高学年になると塾通いをしたが、講師の話を聴けず、宿題をやらなかった。卒業や受験に具体的なイメージを持てないまま、進学先を私立の女子校に定めた。
 
中学校では1年生のときにいじめに遭い、自尊心が下がった。2年生になって、スクールカーストを分析し、カースト上位の気が強く容姿が整っている女子たちと一緒にいるように努めた。いじられキャラを演じることで仲間に入り、我慢をしながら交友関係を築いた。「人間関係の攻略法を覚えましたね。悪口を言わない、舐められない振る舞いをする、多少は一目置かれる程度の居場所に収まる」。
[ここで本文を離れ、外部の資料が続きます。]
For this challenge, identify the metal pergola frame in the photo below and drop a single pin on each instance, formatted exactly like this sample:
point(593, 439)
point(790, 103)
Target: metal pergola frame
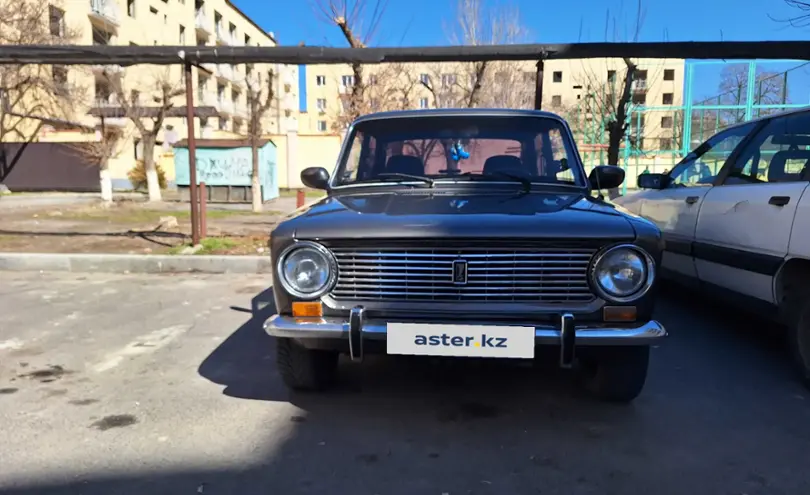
point(304, 55)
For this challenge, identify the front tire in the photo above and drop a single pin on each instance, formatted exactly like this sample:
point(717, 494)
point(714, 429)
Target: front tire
point(615, 374)
point(799, 341)
point(305, 369)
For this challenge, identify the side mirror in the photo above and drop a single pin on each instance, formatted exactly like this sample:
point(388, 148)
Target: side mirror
point(653, 181)
point(315, 177)
point(606, 177)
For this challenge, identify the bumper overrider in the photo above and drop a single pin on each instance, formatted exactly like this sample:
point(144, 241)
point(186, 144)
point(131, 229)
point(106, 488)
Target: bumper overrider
point(566, 332)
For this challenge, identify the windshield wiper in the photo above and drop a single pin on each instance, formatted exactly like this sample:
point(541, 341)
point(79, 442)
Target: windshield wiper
point(396, 175)
point(527, 183)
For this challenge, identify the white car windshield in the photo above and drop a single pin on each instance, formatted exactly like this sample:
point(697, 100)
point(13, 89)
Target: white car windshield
point(507, 148)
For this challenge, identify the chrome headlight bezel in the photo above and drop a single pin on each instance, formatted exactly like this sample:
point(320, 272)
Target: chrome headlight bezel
point(331, 263)
point(644, 287)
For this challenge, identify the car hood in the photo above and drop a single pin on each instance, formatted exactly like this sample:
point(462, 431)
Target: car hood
point(418, 213)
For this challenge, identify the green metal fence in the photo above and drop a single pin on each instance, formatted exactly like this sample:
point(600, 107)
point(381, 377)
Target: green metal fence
point(657, 137)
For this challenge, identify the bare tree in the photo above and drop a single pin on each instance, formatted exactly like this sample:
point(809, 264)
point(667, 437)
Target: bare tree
point(147, 119)
point(609, 103)
point(801, 19)
point(259, 100)
point(33, 92)
point(770, 89)
point(108, 143)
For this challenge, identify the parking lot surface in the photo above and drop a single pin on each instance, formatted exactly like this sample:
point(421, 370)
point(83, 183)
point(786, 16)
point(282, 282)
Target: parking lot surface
point(166, 385)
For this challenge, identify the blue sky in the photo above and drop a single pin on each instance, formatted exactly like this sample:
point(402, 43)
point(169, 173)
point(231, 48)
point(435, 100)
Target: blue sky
point(423, 22)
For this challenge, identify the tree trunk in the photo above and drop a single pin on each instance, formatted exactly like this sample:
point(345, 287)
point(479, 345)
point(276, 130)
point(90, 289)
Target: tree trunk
point(105, 180)
point(152, 182)
point(256, 185)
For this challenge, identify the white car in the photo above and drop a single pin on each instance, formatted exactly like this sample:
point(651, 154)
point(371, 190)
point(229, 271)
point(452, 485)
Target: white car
point(735, 217)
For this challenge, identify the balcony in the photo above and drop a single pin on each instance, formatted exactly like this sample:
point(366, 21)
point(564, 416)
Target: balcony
point(105, 13)
point(223, 36)
point(107, 69)
point(202, 23)
point(206, 99)
point(240, 110)
point(639, 85)
point(225, 71)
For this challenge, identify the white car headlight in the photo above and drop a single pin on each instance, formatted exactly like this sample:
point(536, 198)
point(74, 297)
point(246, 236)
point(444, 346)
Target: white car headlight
point(307, 270)
point(623, 273)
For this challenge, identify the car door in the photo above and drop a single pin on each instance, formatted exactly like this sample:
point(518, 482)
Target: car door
point(744, 227)
point(675, 208)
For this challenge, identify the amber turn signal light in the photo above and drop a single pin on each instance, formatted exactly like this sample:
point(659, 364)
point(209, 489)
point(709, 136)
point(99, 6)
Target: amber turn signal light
point(619, 313)
point(307, 309)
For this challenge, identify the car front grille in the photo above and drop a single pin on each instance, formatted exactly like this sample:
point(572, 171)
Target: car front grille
point(544, 273)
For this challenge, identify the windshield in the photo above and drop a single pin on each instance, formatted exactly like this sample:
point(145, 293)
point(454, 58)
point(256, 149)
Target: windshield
point(509, 149)
point(702, 165)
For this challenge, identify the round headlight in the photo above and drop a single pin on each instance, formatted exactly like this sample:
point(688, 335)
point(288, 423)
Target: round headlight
point(307, 270)
point(623, 273)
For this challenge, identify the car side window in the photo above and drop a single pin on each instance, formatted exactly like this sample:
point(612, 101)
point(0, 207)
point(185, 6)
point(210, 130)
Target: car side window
point(780, 152)
point(701, 166)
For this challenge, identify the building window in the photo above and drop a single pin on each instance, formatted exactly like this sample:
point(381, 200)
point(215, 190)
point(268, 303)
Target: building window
point(57, 21)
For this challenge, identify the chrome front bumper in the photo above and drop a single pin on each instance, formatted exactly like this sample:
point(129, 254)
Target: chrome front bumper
point(567, 334)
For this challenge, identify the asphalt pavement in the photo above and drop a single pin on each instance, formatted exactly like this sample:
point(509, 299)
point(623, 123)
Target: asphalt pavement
point(165, 384)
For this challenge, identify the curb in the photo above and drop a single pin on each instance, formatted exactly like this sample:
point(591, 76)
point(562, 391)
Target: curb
point(134, 263)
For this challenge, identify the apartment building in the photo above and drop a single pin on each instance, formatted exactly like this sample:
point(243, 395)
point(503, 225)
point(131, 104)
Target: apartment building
point(221, 90)
point(580, 90)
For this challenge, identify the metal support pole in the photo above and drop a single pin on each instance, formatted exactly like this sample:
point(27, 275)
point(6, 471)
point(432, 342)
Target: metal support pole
point(192, 158)
point(203, 205)
point(538, 89)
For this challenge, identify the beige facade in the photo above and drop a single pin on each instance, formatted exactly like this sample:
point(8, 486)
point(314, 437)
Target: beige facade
point(576, 89)
point(220, 90)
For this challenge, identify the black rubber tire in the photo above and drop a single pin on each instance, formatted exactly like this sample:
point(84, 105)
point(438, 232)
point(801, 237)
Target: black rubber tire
point(615, 374)
point(799, 341)
point(305, 369)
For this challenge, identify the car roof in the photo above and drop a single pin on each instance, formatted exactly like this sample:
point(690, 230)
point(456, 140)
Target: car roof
point(457, 112)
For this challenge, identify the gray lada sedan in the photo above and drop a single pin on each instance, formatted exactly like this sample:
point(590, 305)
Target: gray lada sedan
point(465, 233)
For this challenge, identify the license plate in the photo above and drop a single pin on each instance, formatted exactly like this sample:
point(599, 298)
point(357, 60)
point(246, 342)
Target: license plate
point(461, 340)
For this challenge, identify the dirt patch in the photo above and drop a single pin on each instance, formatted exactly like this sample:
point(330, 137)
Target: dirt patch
point(115, 421)
point(136, 228)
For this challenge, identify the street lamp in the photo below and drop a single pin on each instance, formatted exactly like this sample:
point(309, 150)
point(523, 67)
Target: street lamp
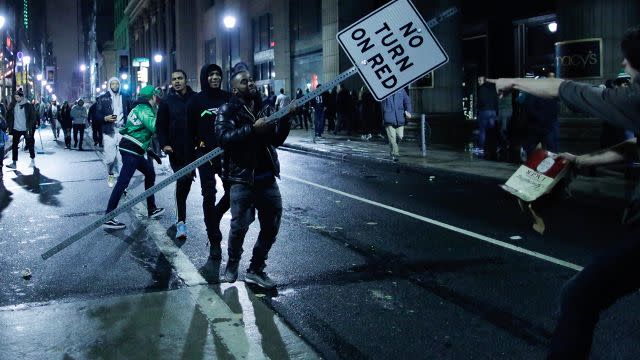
point(83, 69)
point(229, 23)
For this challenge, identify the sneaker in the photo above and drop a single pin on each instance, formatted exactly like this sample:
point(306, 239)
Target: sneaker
point(113, 224)
point(231, 272)
point(156, 212)
point(181, 230)
point(259, 278)
point(111, 180)
point(215, 253)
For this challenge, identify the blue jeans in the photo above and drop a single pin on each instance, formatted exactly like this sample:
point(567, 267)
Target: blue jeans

3年生のときに衝動的に、担任に学校を辞めると言いにいったが、教師や親になだめられ、諦めた。
 
エスカレーター方式で高校に進学。反抗的で教師との折り合いが悪く、5段階の評価で実際の学力以下の「1」が付けられて、呼びだされた。校則違反のアルバイトをするようになったことで、親もさすがに学校を辞めることを止めなくなった。単位制の高校に編入したが、環境の大きな変化に戸惑いながらも、特性的には相性が良かった。「法律を犯さなきゃなんでもオッケーな学校で、自分には合ってました。ギャルかヤンキーか社会不適合者がいるところ」。入ったグループのメンバーからは「土下座コール」をされるなど「いじられ」がちだったが、いじめには至らなかった。グループのメンバーのことは内心で軽蔑していたが、孤立するのは危険だと感じて、交際していた。
 
そんなある日、タイの人身売買を描いた映画『闇の子供たち』(梁石日原作)を観て、自分の人生を「甘い」と感じた。自分の悩みってそんなに大きなものか? 自分に対する怒りや罪悪感が湧いた。高校の単位が揃ったため、高校には通わなくなり、予備校に通いつめた。入試の当日、紙をめくる音など周囲の刺激に気を取られて、集中することが困難だった。飛行機に乗っているような奇妙な身体感覚を得た。名前を書きわすれて、教卓に呼びだされた。第3志望の大学に進学。
 
国際協力関係の分野を専攻した。「大学生活はすごく充実していました。軽蔑しながら友だちと付きあう、ということがなくなりました」。友人には性格の良い子が多かった。ゼミに所属し、発表したが、頭が真っ白になり、呼吸ができなくなるという経験をした。心療内科に通い、社交不安障害の診断を受けた。途上国へのスタディーツアーに参加したが、集団行動に居心地の悪さを感じた。
 
大学では友人に誘われサークルに入ったが、集団に属すのが向いていないと感じて、脱会。インカレの国際協力系サークルに入っても、合わない。アルバイトもうまくいかず、クリニックで相談して、大学2年生のときにADHDの診断を受けた。3年生のとき、ボランティア系のサークルの初期メンバーになり、年長だったために周りが自分に合わせてくれて、人間関係がうまくいった。児童養護施設に行ったことがきっかけになって、関心が国内の貧困問題に向くようになった。
 
4年生のときにアメリカのカリフォルニアに1年間留学。アタッチメント理論やレジリエンスについて学んだ。英語力を向上させるために、海外ドラマを観た。日常生活を題材にしたヒューマンドラマを好んだ。帰国間際に親しいクラスメイトから冗談でからかわれて、かつていじめを受けた経験がフラッシュバックした。学校に行けなくなり、そのまま帰国。カウンセリングを受けて、辛かった経験を他人に話せるようになった。
 
帰国後は、ADHDの薬を常用するようになった。大学院受験のための予備校通いを進めた。専攻していなかった心理学を学んだ。薬によってADHDに関する困りごとも現れにくくなり、自身の目指していた大学院に合格することができた。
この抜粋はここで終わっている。